O levantamento também motivou denúncia do ex-secretário de Saúde Fábio Gondim, do ex-diretor do Fundo de Saúde Ricardo Cardoso – responsável pelo repasse às instituições que fornecem vagas de UTIs -, das empresas Intensicare, Hospital Ortopédico e Medicina Especializada (Home), Oxtal e Instituto do Coração do DF e. ainda, do atual secretário de Saúde, Humberto Fonseca.

O Instituto de Cardiologia do DF afirmou, em nota, que é uma entidade sem fins lucrativos que trabalha com casos de alta complexidade cardíaca. Segundo o ICDF, o processo de auditoria é feito pela Secretaria de Saúde dentro do prazo legal e todos os questionamentos feitos pelo Ministério Público de Contas foram respondidos pelo instituto.

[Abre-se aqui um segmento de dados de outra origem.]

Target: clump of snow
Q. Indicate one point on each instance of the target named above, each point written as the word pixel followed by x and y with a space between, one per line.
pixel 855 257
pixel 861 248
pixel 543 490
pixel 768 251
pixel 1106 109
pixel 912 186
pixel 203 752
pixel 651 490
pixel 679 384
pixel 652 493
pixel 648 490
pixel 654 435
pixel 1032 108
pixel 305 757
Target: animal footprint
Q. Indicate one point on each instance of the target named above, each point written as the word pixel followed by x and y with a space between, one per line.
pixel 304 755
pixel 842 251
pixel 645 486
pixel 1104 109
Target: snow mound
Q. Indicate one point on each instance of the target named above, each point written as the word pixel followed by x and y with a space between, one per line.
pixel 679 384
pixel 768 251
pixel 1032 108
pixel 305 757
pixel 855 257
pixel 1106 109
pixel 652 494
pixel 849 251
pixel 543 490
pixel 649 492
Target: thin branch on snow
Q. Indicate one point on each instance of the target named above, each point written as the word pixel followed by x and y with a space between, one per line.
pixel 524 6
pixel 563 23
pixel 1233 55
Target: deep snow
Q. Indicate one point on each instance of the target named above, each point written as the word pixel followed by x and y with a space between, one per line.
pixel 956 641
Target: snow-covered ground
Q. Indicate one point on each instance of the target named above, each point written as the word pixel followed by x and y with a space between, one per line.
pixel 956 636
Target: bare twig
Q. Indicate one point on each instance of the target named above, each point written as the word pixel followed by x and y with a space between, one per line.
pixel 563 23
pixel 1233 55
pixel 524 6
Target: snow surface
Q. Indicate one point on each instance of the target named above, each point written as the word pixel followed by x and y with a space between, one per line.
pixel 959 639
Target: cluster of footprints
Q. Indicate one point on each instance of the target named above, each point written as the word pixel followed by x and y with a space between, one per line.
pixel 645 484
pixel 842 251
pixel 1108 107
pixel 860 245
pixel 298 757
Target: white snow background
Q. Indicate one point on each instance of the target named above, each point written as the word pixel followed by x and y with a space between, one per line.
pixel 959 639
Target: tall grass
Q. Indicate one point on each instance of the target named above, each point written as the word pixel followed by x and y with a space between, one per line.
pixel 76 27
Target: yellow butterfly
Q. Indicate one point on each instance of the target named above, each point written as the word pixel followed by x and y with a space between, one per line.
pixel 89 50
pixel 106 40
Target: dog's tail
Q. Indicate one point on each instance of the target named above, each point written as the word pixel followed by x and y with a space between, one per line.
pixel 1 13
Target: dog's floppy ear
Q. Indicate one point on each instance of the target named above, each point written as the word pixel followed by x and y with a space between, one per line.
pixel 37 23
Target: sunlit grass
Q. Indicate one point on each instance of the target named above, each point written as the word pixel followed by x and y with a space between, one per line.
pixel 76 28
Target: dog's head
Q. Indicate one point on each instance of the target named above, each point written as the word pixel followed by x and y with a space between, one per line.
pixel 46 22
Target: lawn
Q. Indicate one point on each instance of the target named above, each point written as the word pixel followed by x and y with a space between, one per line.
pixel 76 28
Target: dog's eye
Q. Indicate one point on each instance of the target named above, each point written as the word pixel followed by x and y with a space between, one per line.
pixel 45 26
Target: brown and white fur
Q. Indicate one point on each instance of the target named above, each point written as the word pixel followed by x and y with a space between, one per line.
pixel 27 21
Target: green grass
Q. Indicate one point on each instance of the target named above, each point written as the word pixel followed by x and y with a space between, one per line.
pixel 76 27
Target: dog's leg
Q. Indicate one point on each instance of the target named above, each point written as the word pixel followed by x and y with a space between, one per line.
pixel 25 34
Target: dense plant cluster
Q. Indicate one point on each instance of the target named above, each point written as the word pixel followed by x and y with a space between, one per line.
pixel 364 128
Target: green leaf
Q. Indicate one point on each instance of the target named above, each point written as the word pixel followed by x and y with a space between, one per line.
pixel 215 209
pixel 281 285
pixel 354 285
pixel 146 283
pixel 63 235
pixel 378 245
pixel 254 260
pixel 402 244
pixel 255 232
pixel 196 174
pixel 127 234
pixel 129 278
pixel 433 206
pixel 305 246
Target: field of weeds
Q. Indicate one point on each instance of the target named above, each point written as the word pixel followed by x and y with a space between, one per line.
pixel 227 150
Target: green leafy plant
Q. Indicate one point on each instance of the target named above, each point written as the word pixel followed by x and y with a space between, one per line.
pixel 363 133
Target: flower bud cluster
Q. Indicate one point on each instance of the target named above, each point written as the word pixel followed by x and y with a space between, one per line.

Também por meio de nota, o Hospital Santa Marta confirmou que tem créditos pendentes com a Secretaria de Saúde, referentes a contratos de 2015. O hospital diz ainda que todos os pedidos de pagamento foram feitos de forma legal e que repudia qualquer suposição de busca por favorecimento.

Nesta terça-feira (11), a Intensecare disse, também por nota, que não foi informada da inclusão de seu nome em nenhum processos de investigação, incluindo a Operação Drácon, e nem foi intimada pelo MPC de qualquer irregularidade. A Intensecare diz ainda que o pagamento a ela foi feito pelo Fundo de Saúde e oficializado. Ela termina dizendo que os médico contratados por ela estavam a três meses sem receber e ameaçavam uma greve.